YOUR SOLIN GENERATED RECIPE
Creamy Lemon Herb Chicken with Roasted Asparagus and Sweet Potato
Savor a delightful dinner featuring tender, juicy chicken bathed in a creamy lemon herb sauce, perfectly paired with roasted asparagus and a medium sweet potato. The dish offers a harmonious blend of zesty and savory flavors while remaining light and balanced.
INGREDIENTS
4 ounces Chicken Breast
1 cup Asparagus
1 medium Sweet Potato
2 tbsp Non-Fat Greek Yogurt
1 tbsp Fresh Lemon Juice
1 tsp Olive Oil
2 cloves Minced Garlic
2 tbsp Fresh Herbs (Parsley & Thyme)
Salt and Pepper to taste
PREPARATION
Preheat your oven to 400°F.
Begin by washing and prepping the asparagus, trimming the tough ends. Peel and dice the medium sweet potato into even cubes for consistent roasting.
Place the asparagus and sweet potato on a baking sheet. Drizzle with olive oil, season with salt and pepper, and toss to evenly coat. Roast in the oven for 20-25 minutes until tender and slightly caramelized.
While the vegetables roast, pat the chicken breast dry and season it with salt, pepper, minced garlic, and chopped fresh herbs.

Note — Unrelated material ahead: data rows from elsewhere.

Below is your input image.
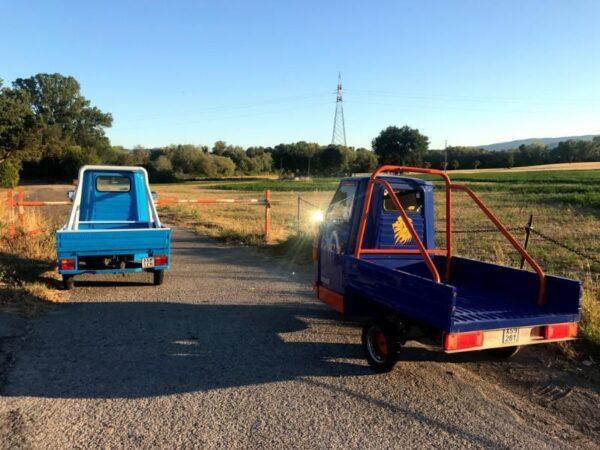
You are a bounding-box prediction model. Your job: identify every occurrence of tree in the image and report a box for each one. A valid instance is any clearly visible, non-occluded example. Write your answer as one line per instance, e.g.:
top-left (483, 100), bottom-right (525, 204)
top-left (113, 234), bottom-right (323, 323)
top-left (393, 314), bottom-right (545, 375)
top-left (317, 144), bottom-right (347, 175)
top-left (506, 153), bottom-right (515, 169)
top-left (350, 148), bottom-right (377, 173)
top-left (0, 79), bottom-right (40, 167)
top-left (372, 126), bottom-right (429, 165)
top-left (13, 73), bottom-right (112, 156)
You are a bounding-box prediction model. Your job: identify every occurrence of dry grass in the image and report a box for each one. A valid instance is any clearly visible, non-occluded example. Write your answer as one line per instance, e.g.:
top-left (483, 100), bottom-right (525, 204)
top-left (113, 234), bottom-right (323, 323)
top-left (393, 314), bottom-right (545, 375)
top-left (0, 191), bottom-right (62, 316)
top-left (450, 162), bottom-right (600, 174)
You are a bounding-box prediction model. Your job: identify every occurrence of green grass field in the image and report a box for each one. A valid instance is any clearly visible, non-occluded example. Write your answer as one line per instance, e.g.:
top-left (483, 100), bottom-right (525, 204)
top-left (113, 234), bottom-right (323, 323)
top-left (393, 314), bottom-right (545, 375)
top-left (199, 170), bottom-right (600, 210)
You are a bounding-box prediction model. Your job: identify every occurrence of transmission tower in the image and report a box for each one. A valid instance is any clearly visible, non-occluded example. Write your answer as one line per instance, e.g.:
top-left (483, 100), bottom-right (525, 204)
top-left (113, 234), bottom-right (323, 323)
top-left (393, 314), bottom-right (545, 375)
top-left (331, 73), bottom-right (346, 147)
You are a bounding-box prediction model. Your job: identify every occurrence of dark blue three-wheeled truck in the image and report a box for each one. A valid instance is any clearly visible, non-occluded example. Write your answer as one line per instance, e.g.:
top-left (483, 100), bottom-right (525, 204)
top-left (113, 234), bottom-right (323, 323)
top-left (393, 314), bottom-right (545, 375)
top-left (313, 166), bottom-right (582, 372)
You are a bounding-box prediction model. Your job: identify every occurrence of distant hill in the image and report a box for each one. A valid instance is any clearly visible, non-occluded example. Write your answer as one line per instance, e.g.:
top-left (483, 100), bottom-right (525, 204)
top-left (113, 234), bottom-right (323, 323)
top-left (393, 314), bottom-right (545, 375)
top-left (473, 134), bottom-right (597, 151)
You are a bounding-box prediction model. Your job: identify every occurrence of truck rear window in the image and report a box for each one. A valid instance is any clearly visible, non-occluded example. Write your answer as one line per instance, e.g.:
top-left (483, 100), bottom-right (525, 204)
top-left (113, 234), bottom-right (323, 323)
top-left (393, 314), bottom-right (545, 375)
top-left (326, 181), bottom-right (358, 223)
top-left (96, 175), bottom-right (131, 192)
top-left (383, 189), bottom-right (423, 212)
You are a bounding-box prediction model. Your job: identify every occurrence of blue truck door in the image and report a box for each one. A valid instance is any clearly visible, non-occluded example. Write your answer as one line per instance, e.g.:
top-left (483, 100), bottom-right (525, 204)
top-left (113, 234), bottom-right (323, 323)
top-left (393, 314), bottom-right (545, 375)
top-left (319, 181), bottom-right (358, 294)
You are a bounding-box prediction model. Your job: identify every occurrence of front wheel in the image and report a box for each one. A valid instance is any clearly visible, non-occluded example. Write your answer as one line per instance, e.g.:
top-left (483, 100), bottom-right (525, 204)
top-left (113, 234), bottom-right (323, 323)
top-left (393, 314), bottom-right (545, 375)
top-left (362, 320), bottom-right (398, 373)
top-left (153, 270), bottom-right (165, 286)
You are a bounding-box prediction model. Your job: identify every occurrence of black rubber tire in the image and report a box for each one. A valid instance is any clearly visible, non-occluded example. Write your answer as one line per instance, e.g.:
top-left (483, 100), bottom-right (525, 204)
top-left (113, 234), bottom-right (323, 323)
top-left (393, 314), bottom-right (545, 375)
top-left (63, 275), bottom-right (75, 291)
top-left (362, 319), bottom-right (400, 373)
top-left (487, 345), bottom-right (521, 359)
top-left (152, 270), bottom-right (165, 286)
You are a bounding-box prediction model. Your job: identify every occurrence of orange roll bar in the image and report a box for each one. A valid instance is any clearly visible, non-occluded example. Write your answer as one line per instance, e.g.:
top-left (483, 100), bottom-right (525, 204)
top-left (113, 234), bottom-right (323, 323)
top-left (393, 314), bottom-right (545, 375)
top-left (374, 180), bottom-right (440, 283)
top-left (354, 165), bottom-right (452, 281)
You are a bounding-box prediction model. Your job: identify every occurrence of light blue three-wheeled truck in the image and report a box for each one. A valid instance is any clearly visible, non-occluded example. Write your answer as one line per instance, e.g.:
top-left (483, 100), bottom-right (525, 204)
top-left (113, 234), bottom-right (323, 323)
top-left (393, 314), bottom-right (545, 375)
top-left (56, 166), bottom-right (171, 289)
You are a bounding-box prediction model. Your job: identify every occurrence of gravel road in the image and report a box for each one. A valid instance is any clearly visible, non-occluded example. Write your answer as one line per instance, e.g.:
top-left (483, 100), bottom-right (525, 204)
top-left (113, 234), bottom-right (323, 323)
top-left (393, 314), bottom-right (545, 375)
top-left (0, 229), bottom-right (594, 448)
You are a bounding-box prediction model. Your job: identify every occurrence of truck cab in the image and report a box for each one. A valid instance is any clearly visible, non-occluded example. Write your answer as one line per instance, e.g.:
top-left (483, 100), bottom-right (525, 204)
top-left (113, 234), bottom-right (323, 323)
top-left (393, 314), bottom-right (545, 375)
top-left (314, 166), bottom-right (581, 371)
top-left (56, 166), bottom-right (171, 289)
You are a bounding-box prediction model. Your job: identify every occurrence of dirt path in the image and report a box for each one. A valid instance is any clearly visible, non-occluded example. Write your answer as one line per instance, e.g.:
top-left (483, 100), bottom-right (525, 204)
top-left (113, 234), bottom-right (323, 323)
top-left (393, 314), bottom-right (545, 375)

Heat a skillet over medium heat and lightly sear the chicken breast for 3-4 minutes on each side until a golden crust forms. Transfer the chicken to the oven if needed, and finish cooking until the internal temperature reaches 165°F.
In a small bowl, mix the non-fat Greek yogurt with fresh lemon juice and additional herbs to create a light, creamy sauce.
Once all components are cooked, plate by placing the roasted asparagus and sweet potato side by side with the chicken breast. Drizzle the creamy lemon herb sauce over the chicken or serve on the side.
Garnish with extra fresh herbs if desired and serve warm.